A vintage airplane and a slice of American muscle. What more could a guy with refined tastes want than this custom Victory Hammer.
Everything about Chris Walker is precise. He responds to emails and phone calls immediately. He arrives at appointments prepared and exactly on time. A commercial pilot and aircraft maintenance engineer in a former life, Walker now builds high-end custom homes on Vancouver Island though he’s still a hobbyist flyer.
He was in the midst of formation drills with fellow low-wing vintage aircraft enthusiasts when I first made the acquaintance of his motorcycle, parked on the tarmac of the Victoria Flying Club where I was attending a local show ‘n’ shine. While he was in the air being drilled, his bike was on the ground getting judged. When I asked who owned the custom Victory Hammer that had caught my attention, one of the show ‘n’ shine organizers pointed skyward where Walker was at that very moment motoring overhead in his Chinese-built Nanchang. Looking at the bike it didn’t surprise me then that its owner would also own and pilot a 1960s-era warbird. For me, it’s still an easy association to make.
This particular Victory Hammer is from the 100-cubic-inch series of Hammers that first surfaced in 2005 with a 250-section rear tire and six-speed transmission. It was pitched to compete in the muscle bike segment with a low-slung saddle, wide, aggressive bars, dual staggered pipes and twin disc brakes riding beneath inverted forks. Victory has traditionally flirted with strong paint tones, and the Hammer was no exception. If it was intended as a swashbuckling bike for spirited riders, then it’s fair to say an aviator in a classic plane fits the bill.
Yet Walker didn’t arrive naturally to the cruiser community. Early in life he’d taken the sportbike route, with a successive series of Kawasaki firebrands like the Ninja 900 and turbo GPz750. But like many others approaching 50, he found his preferences changing. Two years ago he began researching chopper styles and builds, looking for a particular type with clean, simple lines. This is how the Victory entered his world. The essence of the stock bike is still easy to detect with a custom treatment that’s “not too much, not too overdone, but still reeks of testosterone,” said Walker.
Walker’s custom Victory Hammer does not carry an aviation-themed custom treatment. In fact, the paint scheme pays tribute to a classic Ford muscle car, the Mustang GT350H. A variation of the race-ready GT350, the H-car was a small-production-run model built specifically for a sportscar rental program operated by Hertz. A mere 1,000 units were built, all of which arrived bearing the colours and stripes of the rental giant—a livery that now details Walker’s custom, and evokes the notion of American muscle.

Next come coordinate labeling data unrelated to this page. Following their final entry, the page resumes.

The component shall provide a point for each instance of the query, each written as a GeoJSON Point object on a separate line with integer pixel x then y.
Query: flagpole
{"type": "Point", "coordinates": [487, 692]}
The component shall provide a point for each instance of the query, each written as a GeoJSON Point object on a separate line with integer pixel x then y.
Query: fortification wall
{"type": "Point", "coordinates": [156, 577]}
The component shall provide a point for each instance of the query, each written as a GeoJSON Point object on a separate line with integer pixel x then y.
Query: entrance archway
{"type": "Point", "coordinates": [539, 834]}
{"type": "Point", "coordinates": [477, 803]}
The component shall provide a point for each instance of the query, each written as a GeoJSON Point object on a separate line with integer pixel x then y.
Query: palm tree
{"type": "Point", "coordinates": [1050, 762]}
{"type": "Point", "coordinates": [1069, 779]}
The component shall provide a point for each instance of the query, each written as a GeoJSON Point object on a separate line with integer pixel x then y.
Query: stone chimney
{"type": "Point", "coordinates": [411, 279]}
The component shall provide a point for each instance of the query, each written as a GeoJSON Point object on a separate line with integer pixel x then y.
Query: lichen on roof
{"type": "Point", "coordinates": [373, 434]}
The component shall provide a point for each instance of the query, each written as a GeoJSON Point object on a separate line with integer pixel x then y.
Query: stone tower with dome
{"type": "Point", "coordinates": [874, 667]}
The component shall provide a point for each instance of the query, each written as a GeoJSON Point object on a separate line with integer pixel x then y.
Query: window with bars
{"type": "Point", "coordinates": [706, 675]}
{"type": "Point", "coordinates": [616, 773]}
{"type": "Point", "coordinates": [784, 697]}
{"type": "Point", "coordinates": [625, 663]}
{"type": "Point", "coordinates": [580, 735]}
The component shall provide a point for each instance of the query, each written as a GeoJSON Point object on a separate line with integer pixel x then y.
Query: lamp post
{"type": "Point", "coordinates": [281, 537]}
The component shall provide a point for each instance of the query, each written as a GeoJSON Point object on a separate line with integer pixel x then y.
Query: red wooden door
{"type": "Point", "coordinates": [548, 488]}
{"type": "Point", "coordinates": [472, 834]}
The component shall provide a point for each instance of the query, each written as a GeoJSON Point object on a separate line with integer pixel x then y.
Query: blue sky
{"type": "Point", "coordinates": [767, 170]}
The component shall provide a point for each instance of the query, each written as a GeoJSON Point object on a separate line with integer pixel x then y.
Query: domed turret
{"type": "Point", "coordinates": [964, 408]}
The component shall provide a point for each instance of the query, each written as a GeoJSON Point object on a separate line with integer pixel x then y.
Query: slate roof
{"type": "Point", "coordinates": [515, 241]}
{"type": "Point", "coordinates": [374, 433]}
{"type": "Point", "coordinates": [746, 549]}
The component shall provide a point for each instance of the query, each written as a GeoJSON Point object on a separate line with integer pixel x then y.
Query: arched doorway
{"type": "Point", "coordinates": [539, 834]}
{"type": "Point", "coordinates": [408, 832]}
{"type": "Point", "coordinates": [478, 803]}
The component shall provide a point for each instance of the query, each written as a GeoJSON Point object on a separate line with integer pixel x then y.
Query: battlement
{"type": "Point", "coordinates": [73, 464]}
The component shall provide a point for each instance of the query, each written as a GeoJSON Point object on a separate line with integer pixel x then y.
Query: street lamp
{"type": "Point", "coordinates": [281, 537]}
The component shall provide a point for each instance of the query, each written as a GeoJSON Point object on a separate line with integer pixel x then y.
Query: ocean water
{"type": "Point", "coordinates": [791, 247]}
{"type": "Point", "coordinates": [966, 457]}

The fabrication and paint is the work of Conquest Customs who added chrome details and reshaped the stocker’s shrouded tail section for an abbreviated presentation that isolates the matte-finished 2-into-1 Assault tail pipe for a sinister, phalanx-gun look.
Highlighted beneath the red-stitched solo seat is the toothed belt final drive and the big Dunlop tire, spooned onto red-accented wheels complementing red Brembo calipers.

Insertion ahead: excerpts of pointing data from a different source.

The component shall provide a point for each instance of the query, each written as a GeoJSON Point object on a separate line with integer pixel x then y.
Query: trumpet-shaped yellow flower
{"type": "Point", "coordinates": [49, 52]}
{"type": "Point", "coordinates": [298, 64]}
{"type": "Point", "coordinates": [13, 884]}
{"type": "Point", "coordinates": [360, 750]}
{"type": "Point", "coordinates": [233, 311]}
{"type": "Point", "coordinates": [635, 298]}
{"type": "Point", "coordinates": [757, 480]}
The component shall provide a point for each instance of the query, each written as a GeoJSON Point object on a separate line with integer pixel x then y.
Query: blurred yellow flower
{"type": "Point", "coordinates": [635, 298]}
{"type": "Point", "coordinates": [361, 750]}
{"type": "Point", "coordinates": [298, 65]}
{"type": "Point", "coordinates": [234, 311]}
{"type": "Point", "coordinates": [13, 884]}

Whiplash Customs of Vancouver Island added to the appearance with a molded, frenched-in tail lights, and fabricated rotating licence plate holder.
In many ways the first-generation Hammers were groundbreaking. They were the first big-inch production cruisers fitted with six-speeds and the first to carry 250-series rubber. If the factory horses weren’t enough, Victory entered into an agreement with S&S to produce stroked 106-cubic-inch upgrades of the OEM 100-incher, thus signaling Victory’s mutually beneficial relationship with the aftermarket.
Distinctively shaped handlebars that flare out into a flying-V configuration put Hammer riders into ahot-rodding posture. With double-disc brakes, big motors, six-speeds, and sporty suspension, the Victory Hammer has always been about creating an impression on the street, and there’s never been any doubt they were meant to customize. They were also meant to ride with controlled aggression, offering the kind of focused performance that a guy who demonstrates precision in all other aspects of his life might appreciate. And dressed up, they look killer.